Dialogue très intime à propos de raclures de toutes natures…

          L’UNE DE MES DOUBLES : j’ai lu ton dernier article, consacré aux coupes sombres de ce gouvernement d’apparatchiks autosatisfaits dans le budget de l’accueil aux réfugiés et celui de la Justice.

          MOI : c’était l’un de ces posts passagers qui me permettent de me défouler contre la médiocrité, contre la lie de l’humanité qui gère ce pays.

          Je sais. N’empêche : tu y traitais le premier ministre, aussi minable et lâche soit-il, de pute, de traînée de boîte de nuit et de clubs les plus divers. Tu y accusais à demi-mot ce qui sert de roi à cette nation inexistante d’avoir forniqué avec des mineurs dans sa trentaine, lorsqu’il n’avait quasiment aucun espoir d’accéder au trône. Tu y lançais des menaces à peine voilées de représailles violentes contre les dernières mesures prises…
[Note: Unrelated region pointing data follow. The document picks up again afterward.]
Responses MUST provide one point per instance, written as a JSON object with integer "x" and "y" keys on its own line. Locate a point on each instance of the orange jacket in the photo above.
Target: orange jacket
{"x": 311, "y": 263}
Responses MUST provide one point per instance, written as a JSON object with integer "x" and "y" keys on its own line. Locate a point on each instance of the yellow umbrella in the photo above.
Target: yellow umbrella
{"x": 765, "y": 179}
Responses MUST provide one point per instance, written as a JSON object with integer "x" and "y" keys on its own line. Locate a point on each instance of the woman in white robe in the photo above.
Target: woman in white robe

          Jamais je n’ai souhaité qu’un seul innocent subisse les effets de la révolution à opposer à cette incurie, mais cette situation ne peut plus durer ! Ce sont les faibles que ce quarteron d’incapables – ces dix-neuf « salopards », pour reprendre une expression hexagonale récente qui a fait grand bruit – ne cessent, de restrictions budgétaires en programmes d’austérité, de martyriser ! Parce qu’ils se couvrent mutuellement : bon Dieu, mais rappelle-toi ce gros lard de Dehaene, ou ce Francis Vermeiren, que je mentionnais dans des articles antérieurs : rien que ces deux-là, ils sont à gerber, putain ! Ils ont eu la tutelle sur Dexia pendant une dizaine d’années. Sans cette banque foireuse, toute économie serait superflue. Et les voilà qui se ramassent des boni de centaines de millions d’euros ! Mais c’est le monde à l’envers ! Et tout ce petit monde de s’autocongratuler, d’évoluer dans la consanguinité la plus méprisante, de monopoliser les canaux médiatiques, y compris dans le cas de ceux qui devraient être traités comme des repris de justice, et d’arborer toujours ces larges sourires de faux-culs que le marketing leur impose peut-être, mais qui sont autant de gifles à ceux qui souffrent et se contentent de survivre !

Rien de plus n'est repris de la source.